Ministro alemán rompe filas y dice que Grecia debe abandonar el euro

28 de febrero de 2012

28 de febrero de 2012 — Se desató la tormenta en Alemania cuando el ministro del Interior, Hans-Peter Friedrich, declaró en una entrevista con el semanario alemán Der Spiegel, que Grecia estaría mejor si se salía del euro. "Yo no estoy diciendo que hay que sacar a Grecia sino que hay que crear los incentivos a los cuales no pueda decir 'no' ". El ministro le explicó a la revista que Grecia tenía más posibilidades de resolver la crisis de su deuda y restablecer su salud financiera si estaba fuera de la Unión Monetaria Europea (UME).

Los comentarios de Friedrich se produjeron en un momento particularmente sensible, cuando se están reuniendo en la Ciudad de México los ministros de finanzas de los países del "Grupo de los 20" (G-20). El tema número uno en el programa de esa reunión eran los esfuerzos del gobierno alemán para hacer que los países del G-20 aceptaran incrementar sus contribuciones al FMI, para aumentar los fondos disponibles por el FMI para el rescate de otros países europeos, entre ellos Italia y España. De hecho, la reunión ya había estallado cuando el Secretario del Tesoro de Estados Unidos, Tim Geithner, les dijo sin rodeos a los alemanes que Europa tenía que comenzar por arreglárselas por sí misma antes de poder esperar recibir la infusión de fondos de países importantes fuera de Europa.

"Lo que no queremos ver es que el FMI sea el sustituto —y en realidad no puede sustituir— a una respuesta europea más fuertes" le dijo Geither a los ahí reunidos.
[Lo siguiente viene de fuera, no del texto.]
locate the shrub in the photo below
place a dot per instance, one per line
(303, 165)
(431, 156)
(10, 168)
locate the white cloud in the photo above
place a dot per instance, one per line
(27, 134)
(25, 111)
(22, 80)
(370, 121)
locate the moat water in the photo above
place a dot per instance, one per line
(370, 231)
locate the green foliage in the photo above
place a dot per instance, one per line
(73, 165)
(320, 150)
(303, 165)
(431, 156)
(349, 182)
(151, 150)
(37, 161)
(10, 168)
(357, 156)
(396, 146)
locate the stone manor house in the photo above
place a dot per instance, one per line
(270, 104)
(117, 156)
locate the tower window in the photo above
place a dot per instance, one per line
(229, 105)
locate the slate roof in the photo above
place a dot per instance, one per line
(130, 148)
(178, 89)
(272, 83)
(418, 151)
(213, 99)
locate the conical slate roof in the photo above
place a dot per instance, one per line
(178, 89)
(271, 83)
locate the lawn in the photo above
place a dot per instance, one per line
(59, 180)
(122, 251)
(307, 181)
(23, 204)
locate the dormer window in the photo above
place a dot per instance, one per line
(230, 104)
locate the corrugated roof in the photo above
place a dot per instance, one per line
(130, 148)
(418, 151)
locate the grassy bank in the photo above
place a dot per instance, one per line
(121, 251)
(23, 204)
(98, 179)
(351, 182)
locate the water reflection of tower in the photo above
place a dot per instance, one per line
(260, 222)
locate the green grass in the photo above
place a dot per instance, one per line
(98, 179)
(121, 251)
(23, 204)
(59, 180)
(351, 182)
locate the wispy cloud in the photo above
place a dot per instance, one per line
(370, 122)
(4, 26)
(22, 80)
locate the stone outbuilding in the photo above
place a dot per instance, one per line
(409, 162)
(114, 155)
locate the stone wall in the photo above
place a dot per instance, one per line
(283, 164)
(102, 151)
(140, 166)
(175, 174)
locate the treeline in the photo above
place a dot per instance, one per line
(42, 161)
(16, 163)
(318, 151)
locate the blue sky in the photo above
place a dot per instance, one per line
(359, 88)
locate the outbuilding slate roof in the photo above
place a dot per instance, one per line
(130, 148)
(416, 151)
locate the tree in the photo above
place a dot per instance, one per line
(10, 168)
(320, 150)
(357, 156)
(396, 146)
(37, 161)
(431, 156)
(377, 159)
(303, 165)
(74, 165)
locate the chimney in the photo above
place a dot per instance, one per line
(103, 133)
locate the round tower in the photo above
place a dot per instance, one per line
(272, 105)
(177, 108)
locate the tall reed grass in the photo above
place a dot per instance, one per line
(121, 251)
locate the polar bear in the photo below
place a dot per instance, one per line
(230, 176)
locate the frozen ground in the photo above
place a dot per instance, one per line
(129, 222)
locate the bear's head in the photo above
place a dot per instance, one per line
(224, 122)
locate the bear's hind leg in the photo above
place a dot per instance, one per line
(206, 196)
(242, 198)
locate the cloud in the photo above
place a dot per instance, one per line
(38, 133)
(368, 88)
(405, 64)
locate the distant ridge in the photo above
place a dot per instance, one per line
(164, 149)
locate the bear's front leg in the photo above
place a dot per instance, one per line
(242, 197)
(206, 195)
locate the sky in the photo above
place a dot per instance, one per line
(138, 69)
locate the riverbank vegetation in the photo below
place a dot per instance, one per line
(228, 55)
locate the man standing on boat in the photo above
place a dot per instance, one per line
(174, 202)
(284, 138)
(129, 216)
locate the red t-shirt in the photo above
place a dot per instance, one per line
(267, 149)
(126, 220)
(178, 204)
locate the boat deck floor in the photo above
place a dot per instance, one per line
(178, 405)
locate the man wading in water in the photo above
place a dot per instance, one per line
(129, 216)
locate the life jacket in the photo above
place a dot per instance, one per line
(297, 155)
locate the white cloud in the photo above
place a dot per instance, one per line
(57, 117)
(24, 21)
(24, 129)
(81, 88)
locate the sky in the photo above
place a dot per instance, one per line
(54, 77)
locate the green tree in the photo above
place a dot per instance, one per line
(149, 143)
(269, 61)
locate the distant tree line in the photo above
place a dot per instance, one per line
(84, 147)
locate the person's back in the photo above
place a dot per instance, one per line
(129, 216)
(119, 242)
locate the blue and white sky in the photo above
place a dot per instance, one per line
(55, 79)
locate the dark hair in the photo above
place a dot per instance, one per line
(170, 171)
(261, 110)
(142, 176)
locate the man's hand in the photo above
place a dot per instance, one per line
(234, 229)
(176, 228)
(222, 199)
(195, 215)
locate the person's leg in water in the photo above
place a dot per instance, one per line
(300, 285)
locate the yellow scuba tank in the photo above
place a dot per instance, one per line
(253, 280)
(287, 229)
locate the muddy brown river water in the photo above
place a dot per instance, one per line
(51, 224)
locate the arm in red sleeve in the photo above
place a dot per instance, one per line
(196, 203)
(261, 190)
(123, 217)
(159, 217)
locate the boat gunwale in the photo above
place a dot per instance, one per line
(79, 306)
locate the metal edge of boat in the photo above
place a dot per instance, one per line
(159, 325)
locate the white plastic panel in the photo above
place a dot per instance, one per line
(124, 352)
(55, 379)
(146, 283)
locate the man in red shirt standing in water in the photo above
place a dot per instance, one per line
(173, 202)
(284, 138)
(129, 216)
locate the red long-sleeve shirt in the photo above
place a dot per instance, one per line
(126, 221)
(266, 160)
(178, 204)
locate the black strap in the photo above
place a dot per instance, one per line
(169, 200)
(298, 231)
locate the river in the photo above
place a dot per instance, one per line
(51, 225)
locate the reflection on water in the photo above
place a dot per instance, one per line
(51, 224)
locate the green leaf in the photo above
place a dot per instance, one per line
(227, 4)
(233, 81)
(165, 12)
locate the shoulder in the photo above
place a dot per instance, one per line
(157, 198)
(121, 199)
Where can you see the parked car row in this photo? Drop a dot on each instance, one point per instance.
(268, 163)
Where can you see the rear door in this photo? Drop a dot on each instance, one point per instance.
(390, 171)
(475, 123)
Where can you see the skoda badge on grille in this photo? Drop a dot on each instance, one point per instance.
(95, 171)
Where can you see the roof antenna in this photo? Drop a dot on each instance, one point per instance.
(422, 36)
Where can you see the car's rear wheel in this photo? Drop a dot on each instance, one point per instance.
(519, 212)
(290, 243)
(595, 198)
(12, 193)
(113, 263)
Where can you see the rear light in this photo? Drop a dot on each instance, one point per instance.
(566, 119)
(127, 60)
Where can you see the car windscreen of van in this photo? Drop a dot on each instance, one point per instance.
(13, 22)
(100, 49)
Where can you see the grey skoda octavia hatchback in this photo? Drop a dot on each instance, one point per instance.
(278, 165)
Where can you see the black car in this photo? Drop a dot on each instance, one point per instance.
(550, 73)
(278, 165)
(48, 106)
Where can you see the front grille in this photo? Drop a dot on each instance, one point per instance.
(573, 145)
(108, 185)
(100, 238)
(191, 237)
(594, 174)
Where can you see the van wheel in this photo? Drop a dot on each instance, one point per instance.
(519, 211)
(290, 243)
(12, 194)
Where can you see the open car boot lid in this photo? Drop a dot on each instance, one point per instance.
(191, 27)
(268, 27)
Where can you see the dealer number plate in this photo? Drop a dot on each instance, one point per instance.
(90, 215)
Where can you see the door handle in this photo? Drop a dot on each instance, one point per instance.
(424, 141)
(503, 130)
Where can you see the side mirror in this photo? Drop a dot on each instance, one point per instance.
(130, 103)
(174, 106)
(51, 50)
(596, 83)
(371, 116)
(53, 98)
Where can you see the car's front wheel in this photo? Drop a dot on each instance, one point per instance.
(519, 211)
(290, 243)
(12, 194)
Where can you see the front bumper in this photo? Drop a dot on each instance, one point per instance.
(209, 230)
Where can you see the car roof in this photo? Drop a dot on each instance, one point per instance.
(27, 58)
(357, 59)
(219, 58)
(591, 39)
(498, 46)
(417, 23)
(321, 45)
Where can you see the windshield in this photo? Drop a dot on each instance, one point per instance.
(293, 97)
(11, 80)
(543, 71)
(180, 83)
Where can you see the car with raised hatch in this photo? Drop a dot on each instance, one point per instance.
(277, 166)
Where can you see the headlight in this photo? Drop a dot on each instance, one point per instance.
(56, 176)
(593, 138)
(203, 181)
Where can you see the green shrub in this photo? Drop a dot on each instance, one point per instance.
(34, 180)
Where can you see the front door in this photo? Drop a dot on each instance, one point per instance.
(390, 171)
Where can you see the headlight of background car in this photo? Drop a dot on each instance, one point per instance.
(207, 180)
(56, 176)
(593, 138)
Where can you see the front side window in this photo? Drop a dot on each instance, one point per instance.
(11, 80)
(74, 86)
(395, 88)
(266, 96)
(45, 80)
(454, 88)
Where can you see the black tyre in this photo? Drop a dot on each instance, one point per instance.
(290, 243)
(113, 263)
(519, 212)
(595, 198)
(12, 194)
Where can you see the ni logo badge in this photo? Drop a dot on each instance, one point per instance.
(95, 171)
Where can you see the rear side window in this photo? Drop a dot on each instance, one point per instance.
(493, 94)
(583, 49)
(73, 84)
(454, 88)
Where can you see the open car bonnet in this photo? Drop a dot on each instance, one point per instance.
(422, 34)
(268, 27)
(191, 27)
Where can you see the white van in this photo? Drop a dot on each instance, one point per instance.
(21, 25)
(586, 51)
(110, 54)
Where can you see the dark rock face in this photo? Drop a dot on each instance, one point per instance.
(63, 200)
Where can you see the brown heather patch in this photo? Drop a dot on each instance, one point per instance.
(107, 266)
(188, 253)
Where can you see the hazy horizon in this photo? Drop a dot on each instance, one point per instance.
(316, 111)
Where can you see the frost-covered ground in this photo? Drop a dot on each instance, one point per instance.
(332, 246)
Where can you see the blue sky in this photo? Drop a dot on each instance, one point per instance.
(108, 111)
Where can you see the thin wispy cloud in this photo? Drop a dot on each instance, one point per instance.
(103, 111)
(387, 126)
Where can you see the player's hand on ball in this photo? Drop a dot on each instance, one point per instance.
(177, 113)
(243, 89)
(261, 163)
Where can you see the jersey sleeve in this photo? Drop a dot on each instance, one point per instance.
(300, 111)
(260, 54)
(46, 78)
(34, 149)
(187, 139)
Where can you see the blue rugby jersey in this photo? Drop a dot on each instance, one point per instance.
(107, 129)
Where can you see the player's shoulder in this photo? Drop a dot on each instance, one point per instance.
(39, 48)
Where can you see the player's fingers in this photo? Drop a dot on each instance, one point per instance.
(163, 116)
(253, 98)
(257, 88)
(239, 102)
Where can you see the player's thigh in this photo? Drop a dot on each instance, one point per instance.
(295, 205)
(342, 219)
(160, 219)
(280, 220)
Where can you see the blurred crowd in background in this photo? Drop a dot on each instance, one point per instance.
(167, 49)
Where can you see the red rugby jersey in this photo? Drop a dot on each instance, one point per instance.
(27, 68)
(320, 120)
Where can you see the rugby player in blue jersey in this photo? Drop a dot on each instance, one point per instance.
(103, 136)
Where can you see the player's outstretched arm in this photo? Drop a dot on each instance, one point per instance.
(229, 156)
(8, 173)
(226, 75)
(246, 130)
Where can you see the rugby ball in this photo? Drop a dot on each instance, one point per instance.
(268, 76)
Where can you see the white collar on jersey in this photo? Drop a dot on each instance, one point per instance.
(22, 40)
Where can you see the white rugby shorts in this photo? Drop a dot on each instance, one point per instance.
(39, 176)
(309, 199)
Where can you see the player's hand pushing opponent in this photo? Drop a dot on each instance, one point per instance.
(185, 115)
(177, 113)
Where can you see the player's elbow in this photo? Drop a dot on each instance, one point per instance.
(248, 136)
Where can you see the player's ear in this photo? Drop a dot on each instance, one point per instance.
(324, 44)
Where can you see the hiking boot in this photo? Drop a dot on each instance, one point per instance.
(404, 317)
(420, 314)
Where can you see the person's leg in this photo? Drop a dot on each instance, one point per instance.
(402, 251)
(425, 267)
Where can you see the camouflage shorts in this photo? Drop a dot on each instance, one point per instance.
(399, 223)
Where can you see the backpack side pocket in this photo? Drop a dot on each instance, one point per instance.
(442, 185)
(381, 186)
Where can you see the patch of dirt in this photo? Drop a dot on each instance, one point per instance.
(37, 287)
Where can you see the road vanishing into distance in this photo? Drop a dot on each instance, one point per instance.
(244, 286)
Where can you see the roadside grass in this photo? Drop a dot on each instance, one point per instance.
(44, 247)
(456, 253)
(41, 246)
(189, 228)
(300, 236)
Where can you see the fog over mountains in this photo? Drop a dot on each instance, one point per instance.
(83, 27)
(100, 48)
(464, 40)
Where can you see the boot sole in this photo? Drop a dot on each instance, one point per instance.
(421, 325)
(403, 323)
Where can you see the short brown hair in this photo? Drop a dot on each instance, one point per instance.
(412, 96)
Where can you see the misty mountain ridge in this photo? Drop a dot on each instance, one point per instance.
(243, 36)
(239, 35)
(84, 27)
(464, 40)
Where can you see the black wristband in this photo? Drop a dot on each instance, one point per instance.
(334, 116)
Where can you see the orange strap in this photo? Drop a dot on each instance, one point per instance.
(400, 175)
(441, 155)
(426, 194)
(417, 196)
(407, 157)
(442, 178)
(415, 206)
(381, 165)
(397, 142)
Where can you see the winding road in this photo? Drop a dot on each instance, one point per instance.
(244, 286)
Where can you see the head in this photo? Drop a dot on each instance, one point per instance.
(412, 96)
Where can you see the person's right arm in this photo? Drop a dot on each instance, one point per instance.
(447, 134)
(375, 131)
Geithner fue secundado por el ministro de Hacienda Británico, George Osborne, quien dijo: "Lo que ha quedado claro en esta reunión es que realmente se necesita que la zona del euro destine recursos adicionales para su cortafuegos antes de que otros países en el mundo pudieran siquiera contemplar recursos adicionales para el FMI. Hasta que veamos el color de su dinero, yo no creo que vayamos a ver dinero del resto del mundo". El ministro de Finanzas de Alemania, Wolfgang Schauble le respondió a Geithner y a Osborne horas después, alegando que los 130 mil millones del segundo rescate para Grecia, negociado la semana pasada, era prueba de que "Europa ha hecho lo que tenía que hacer".

Entre las demandas que Osborne, Geithner y otros pusieron sobre el tapete está que los dos fondos de rescate europeos, el EFSF y el ESM se fusionen y se amplíen. Eso significa una contribución más significativa de Alemania y ahí es donde se caldeó el conflicto con Schaeuble.

Hasta el momento en lo que están es que no habrá más contribuciones al FMI y el FMI no dará nuevos financiamientos a la zona del euro. La situación se revisará en abril en la reunión anual de primavera del FMI. Todo lo que está programado entre ahora y entonces es una discusión sobre la parte que le corresponde al FMI en el segundo préstamo de rescate a Grecia, que se espera suceda el 13 de marzo. Hasta ahora, el FMI ha puesto una tercera parte de los fondos de rescate en el primer préstamo a Grecia y los otros rescates europeos, pero no hay certeza de que el FMI haga lo mismo con el segundo préstamo a Grecia. Paul Nogueira Batista, quien representa a Brasil y a otros países en la junta directiva del FMI, insinuó que el Fondo podría reducir sus contribuciones. "El Fondo tiene que jugar ahora un papel básicamente catalítico porque ya está sobre expuesto en Grecia y Grecia es extremadamente problemática". De nuevo, Geithner terció en esto para ponerle más exigencias a Alemania. La agencia noticiosa financiera Bloomberg lo cita hoy advirtiendo que Europa "tiene más trabajo por hacer" y que "hasta que veamos esto, creo que va a ser improbable que vayamos a ver a los principales accionistas del FMI listos para que el FMI tenga una respuesta más grande".

Así que se desconoce cual es el compromiso cabal del FMI con el segundo rescate de Grecia y el tiempo vuela hacia el 20 de marzo, cuando Grecia enfrenta otro incumplimiento. Como todo mundo sabe, la prueba real va a ser España e Italia. Un rescate a cualquiera de los dos países —o a ambos— va a ser la quiebra y hará estallar todo el sistema financiero trasatlántico.